When we are able to be ourselves we are more able to be spontaneous, and spontaneity is, for Fromm, an expression of “genuine happiness”37. He points to small children as an example of those who are able to live spontaneously; “They have an ability to feel and think that which is really theirs; this spontaneity shows in what they say and think, in the feelings that are expressed in their faces.” He goes on to say, “Whether it be the fresh and spontaneous perception of a landscape, or the dawning of some truth as the result of our thinking, or a sensuous pleasure that is not stereotyped, or the welling up of love for another person – in these moments we all know what as spontaneous act is and may have some vision of what human life could be if these experiences were not such rare and uncultivated occurrences.”38
Fromm is careful to qualify his ideas about individuality, reminding us that the path from primary bonds to an realization of the self is also the path towards new bonds; those built on an affirmation of the self, rather than a denial; “Spontaneous activity is the one way in which man can overcome the terror of aloneness without sacrificing the integrity of his self; for in the spontaneous realization of the self man unites himself anew with the world – with man, nature, and himself.”39
Individuality, for Fromm, implies uniqueness, with spontaneity as the ability to affirm this difference in the presence of the community. It is the opposite of the pseudo-self or the social-self, which is always a compromise to conformity.

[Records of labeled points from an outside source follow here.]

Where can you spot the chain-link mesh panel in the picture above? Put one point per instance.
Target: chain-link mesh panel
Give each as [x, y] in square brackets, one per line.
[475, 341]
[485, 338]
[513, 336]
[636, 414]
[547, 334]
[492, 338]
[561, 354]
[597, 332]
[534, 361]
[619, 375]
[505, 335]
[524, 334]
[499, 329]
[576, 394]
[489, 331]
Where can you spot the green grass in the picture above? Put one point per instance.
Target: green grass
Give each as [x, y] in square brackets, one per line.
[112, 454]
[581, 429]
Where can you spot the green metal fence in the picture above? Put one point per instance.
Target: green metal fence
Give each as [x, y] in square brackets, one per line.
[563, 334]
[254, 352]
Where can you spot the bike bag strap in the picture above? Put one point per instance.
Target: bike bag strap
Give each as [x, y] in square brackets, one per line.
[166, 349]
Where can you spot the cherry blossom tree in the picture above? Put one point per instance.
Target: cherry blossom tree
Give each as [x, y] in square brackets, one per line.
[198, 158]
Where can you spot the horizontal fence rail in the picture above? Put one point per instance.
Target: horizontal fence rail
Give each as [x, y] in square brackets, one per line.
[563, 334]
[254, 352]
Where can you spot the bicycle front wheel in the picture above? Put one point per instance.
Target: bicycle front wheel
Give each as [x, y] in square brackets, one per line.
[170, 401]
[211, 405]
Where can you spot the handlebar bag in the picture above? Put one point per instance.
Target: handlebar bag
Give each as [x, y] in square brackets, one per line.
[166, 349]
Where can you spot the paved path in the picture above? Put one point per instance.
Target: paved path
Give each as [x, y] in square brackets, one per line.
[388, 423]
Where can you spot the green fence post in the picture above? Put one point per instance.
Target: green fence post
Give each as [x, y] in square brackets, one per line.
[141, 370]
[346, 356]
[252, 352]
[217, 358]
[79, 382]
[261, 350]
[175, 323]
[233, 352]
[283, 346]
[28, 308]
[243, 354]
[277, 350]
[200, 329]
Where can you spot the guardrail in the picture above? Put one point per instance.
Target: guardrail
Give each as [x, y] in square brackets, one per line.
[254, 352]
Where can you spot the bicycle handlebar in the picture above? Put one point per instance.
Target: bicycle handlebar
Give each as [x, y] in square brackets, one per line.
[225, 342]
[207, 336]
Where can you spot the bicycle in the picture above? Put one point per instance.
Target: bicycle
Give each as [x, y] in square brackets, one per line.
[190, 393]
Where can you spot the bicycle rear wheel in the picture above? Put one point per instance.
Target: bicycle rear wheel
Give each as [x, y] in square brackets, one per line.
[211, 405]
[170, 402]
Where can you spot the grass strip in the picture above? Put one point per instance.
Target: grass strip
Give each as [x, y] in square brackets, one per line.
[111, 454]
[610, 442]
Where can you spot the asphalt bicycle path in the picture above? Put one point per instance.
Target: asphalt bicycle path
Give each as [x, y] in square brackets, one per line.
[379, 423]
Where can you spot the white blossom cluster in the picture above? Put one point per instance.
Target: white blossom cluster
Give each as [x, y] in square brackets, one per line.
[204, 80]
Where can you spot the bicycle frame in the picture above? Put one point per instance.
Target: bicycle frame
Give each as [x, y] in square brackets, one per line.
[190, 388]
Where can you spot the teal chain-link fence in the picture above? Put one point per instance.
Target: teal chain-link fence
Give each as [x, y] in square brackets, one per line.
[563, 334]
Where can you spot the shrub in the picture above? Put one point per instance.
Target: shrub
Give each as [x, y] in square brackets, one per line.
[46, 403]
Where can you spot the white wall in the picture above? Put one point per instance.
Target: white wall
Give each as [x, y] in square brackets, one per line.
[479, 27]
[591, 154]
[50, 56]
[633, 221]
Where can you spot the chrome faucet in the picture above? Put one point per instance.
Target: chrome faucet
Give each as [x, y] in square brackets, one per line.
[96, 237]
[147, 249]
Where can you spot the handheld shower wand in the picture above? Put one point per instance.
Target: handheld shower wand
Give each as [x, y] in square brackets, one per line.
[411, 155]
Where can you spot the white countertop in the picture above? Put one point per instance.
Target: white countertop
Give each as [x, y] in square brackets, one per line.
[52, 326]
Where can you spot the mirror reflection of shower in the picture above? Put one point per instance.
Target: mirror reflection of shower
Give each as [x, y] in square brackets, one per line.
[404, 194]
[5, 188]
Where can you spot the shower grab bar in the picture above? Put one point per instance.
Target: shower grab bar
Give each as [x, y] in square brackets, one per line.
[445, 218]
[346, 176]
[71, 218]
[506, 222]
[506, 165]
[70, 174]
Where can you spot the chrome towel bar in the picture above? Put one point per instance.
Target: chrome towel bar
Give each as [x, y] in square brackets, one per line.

Fromm’s notion of spontaneity is closely tied to Terry Eagleton’s ideas about love. To become transparent – to see the self and accept what we see – is to love the self; and to love it is to be disinterested in it – and here we can draw a distinction between self-love and selfishness. Disinterestedness is in many ways an opposite to selfishness, the latter involving an incessant concern with the self founded on a lack of self-love. To be disinterested is not to not have interests, rather it is just that our interest lies in another rather than in ourselves. The selfish person is unable to be disinterested because their sense of self rests on decidedly unsteady foundations, necessitating a constant looking downwards – and inwards – a paranoid self-monitoring that fears dissolution. In contrast, the person who is disinterested - who loves the self - has firm foundations, allowing them to direct their gaze outwards into the world, safe in the knowledge that their bedrock is solid.
If love is, as Fromm suggests, a “lingering quality” waiting to be actualized by an object, then transparency – self-love - is the first instance, and the flowering, of a love that is able to flow outwards and into the community. So we see that Fromm’s notion of self affirmation – that is, acceptance of our individuality “in all our squalor and recalcitrance”40 - is in the end an affirmation of love, a love that can lead outwards towards the other.
To be spontaneous is to see and enjoy the positive aspects of freedom; it is to stay on the path, and to walk onwards with open eyes. “The basic dichotomy that is inherent in freedom – the birth of individuality and the pain of aloneness – is dissolved on a higher plane by man’s spontaneous action.”41 It is, then, freestanding, instead of freefalling. The fear of the child who, upon contact with the expanse of the world – its whirl of experiences and possibilities - rushes to the security of his parents and the various protective illusions of a cosseted existence, is made redundant by a new sense of security – “The new security is dynamic; it is not based on protection, but on man’s spontaneous activity. It is the security acquired each moment by man’s spontaneous activity. It is the security that only freedom can give, that needs no illusions because it has eliminated those conditions that necessitate illusions.”42
Like mindfulness, spontaneity is generally discouraged by our various systems, many of which can be seen to exist as a refuge from negative freedom.